SDÁ 1-2008: Rauna Kuokkanen

Sámenissonat, «árbevierru» ja veahkaválddi hámit

Rauna Kuokkanen (University of Toronto)

Viečča artihkkala dás (pdf).

The autonomy of Sami women, tradition and forms of violence

In indigenous communities worldwide, patriarchal ways of thinking and laws have changed traditional gender roles in many ways. Patriarchal thinking has often first made inroads to indigenous communities by means of Christianity. This article considers some of these changes in relation to Sami women in the context of individual and collective autonomy. More specifically, the article critically examines the notion of tradition, especially the ways in which it is employed to the roles and expectations of indigenous women to sometimes consciously limit women’s societal and political participation. As an example, the article discusses Sami women’s political participation in some contemporary Sami bodies such as the Norwegian Sami Parliament and argues that “tradition” can become an effective form of symbolic violence while patriarchal political discourses and practices can represent a form of structural violence.

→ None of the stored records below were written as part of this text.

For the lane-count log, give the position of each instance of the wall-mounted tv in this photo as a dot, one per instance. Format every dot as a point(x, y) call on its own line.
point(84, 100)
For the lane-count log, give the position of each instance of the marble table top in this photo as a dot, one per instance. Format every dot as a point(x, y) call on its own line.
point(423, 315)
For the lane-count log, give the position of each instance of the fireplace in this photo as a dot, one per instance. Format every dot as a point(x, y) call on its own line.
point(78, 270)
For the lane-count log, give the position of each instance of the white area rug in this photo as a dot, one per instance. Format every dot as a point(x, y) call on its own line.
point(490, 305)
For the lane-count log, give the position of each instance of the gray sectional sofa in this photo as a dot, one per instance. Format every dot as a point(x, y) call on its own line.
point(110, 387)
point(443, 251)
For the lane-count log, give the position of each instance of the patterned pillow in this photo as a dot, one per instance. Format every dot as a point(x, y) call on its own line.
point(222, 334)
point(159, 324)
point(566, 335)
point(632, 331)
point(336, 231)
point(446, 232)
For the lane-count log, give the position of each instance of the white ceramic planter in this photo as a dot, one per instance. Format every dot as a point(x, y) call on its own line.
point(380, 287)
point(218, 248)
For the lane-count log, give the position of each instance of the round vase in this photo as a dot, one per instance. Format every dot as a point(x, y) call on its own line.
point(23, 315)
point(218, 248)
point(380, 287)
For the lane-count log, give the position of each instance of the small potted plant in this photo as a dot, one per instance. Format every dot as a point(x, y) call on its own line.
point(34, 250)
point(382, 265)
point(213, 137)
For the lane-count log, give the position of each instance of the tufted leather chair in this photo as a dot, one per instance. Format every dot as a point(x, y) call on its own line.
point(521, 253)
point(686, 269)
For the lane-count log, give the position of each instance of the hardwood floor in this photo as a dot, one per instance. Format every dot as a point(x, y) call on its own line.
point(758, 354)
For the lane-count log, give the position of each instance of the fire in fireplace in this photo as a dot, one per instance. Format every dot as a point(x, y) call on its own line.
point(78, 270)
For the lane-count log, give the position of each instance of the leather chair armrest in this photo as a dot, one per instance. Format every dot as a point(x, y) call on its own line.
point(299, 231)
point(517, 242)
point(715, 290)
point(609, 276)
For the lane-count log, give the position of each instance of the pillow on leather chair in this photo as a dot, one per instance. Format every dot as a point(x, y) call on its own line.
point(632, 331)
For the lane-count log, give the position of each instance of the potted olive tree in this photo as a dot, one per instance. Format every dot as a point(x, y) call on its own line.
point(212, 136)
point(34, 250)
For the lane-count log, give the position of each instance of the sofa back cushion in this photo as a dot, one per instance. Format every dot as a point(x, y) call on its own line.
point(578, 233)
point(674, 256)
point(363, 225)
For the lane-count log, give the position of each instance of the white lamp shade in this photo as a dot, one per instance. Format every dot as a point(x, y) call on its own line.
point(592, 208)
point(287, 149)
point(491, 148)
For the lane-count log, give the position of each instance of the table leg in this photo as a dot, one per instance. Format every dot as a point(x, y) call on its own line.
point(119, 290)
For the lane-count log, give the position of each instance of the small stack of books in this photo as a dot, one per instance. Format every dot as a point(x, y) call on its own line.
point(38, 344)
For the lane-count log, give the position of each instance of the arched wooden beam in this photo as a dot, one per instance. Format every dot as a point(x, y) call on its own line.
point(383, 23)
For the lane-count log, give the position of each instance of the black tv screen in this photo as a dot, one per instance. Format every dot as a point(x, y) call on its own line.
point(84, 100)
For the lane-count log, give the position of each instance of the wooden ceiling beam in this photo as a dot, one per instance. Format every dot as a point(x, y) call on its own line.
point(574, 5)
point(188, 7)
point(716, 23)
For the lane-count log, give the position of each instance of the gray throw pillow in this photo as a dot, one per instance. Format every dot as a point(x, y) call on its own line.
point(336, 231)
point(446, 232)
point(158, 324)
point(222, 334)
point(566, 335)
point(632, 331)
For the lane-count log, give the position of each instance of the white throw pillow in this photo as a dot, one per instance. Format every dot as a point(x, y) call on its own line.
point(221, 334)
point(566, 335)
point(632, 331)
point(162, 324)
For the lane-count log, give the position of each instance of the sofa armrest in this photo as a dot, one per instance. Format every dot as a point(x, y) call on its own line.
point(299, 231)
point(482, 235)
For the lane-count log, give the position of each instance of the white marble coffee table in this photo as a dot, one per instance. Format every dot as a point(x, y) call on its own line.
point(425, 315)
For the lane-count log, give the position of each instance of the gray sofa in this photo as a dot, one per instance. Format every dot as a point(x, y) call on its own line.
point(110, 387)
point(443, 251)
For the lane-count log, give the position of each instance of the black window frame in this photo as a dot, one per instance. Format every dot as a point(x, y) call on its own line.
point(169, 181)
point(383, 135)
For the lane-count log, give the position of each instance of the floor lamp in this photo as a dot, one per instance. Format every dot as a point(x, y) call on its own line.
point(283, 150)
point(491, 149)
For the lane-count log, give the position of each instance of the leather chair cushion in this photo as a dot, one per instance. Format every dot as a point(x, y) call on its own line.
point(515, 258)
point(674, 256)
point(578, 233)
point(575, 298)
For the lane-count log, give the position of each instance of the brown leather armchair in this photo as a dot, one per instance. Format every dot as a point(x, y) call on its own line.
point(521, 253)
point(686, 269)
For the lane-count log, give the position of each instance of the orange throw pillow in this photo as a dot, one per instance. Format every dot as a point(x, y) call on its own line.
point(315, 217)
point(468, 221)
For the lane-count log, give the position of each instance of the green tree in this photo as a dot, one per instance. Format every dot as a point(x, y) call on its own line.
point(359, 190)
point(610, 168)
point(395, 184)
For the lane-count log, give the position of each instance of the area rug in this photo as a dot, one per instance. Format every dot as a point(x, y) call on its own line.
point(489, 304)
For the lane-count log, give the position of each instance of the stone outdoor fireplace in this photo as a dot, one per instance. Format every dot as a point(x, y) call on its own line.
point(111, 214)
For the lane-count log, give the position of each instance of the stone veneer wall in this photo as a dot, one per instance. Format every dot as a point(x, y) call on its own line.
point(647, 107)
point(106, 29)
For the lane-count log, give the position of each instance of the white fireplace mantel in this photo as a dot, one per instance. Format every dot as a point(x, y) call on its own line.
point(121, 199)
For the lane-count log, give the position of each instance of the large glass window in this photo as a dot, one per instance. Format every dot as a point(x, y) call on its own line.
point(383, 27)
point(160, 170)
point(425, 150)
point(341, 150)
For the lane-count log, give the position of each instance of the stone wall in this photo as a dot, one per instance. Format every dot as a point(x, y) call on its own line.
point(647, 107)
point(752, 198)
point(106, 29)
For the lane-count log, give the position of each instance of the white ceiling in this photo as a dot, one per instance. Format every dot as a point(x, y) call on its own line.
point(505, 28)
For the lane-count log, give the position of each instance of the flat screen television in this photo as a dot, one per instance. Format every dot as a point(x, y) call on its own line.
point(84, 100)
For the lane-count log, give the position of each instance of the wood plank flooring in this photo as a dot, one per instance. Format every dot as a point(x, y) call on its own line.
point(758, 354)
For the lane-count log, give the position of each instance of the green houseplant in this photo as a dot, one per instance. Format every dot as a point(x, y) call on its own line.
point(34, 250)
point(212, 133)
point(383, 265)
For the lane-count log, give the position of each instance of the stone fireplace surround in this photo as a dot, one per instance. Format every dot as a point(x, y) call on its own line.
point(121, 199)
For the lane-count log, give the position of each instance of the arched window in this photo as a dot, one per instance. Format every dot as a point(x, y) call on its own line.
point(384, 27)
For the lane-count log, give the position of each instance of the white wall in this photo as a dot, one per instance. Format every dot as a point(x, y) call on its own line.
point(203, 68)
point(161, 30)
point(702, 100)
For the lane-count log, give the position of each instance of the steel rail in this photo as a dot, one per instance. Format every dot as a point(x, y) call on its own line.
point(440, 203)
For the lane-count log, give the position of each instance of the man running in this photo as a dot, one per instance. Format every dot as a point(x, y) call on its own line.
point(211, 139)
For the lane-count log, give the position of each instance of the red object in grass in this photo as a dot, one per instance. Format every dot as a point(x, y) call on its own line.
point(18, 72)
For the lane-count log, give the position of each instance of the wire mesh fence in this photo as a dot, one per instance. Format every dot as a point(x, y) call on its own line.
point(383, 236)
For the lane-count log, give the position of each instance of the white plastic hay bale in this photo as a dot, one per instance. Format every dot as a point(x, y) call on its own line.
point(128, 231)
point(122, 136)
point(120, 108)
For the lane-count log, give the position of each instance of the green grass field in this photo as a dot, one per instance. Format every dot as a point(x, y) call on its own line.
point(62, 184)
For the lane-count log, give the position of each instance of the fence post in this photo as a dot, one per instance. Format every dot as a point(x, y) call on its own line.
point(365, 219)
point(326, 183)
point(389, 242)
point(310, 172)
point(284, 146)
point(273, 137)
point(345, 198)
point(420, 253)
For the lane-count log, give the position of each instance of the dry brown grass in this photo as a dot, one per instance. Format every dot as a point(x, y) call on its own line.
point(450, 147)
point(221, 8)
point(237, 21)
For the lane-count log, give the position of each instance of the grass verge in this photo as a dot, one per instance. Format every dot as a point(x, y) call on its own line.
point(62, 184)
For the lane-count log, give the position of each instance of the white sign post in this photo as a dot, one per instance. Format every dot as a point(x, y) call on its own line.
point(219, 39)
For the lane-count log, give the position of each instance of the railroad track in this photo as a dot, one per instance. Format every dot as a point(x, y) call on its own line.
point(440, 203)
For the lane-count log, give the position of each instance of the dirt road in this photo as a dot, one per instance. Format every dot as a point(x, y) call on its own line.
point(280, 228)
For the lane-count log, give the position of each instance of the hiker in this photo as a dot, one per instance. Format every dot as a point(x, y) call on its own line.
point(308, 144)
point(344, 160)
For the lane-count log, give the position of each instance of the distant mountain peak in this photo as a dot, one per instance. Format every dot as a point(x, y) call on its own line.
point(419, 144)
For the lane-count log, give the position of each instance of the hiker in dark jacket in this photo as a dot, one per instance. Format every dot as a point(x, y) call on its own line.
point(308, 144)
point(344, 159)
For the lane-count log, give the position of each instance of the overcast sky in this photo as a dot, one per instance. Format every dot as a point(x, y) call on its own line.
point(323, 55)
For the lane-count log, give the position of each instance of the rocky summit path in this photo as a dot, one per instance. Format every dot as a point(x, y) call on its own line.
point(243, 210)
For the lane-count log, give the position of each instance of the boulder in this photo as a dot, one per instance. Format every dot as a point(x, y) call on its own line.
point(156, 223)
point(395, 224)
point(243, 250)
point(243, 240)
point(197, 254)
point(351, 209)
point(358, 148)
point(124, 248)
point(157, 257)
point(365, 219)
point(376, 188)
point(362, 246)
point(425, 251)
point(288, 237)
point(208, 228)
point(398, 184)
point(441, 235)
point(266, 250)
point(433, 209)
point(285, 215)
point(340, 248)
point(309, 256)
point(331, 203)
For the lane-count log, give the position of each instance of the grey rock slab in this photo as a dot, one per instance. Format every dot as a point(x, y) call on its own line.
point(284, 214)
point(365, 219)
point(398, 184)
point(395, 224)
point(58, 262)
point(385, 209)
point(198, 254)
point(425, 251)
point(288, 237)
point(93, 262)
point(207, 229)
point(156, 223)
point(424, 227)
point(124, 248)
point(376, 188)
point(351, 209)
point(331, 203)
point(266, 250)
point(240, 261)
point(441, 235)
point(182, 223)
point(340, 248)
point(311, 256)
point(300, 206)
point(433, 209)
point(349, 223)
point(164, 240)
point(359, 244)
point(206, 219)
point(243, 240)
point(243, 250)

Another context where the notion of tradition is employed to often dismiss indigenous women’s concerns is violence against women and sexual violence, largely a taboo in contemporary Sami society. Particularly due to Christianity, the sexuality of women has been a major taboo in Sami society. Because of the shame surrounding sexual violence and the tendency to blame women, incidences of rape and sexual harassment have largely remained unreported. The article considers the recent incidents of sexual abuse of Sami girls and some of the public responses and reactions to them, some of which seek to explain them through Sami traditions and traditional upbringing. The article contextualizes violence in indigenous communities as a part of larger legacy of colonialism that, to a large extent, remains unexamined in Sami society. The article concludes with a brief discussion on equality, power and empowerment and points out possible directions for future research in this area.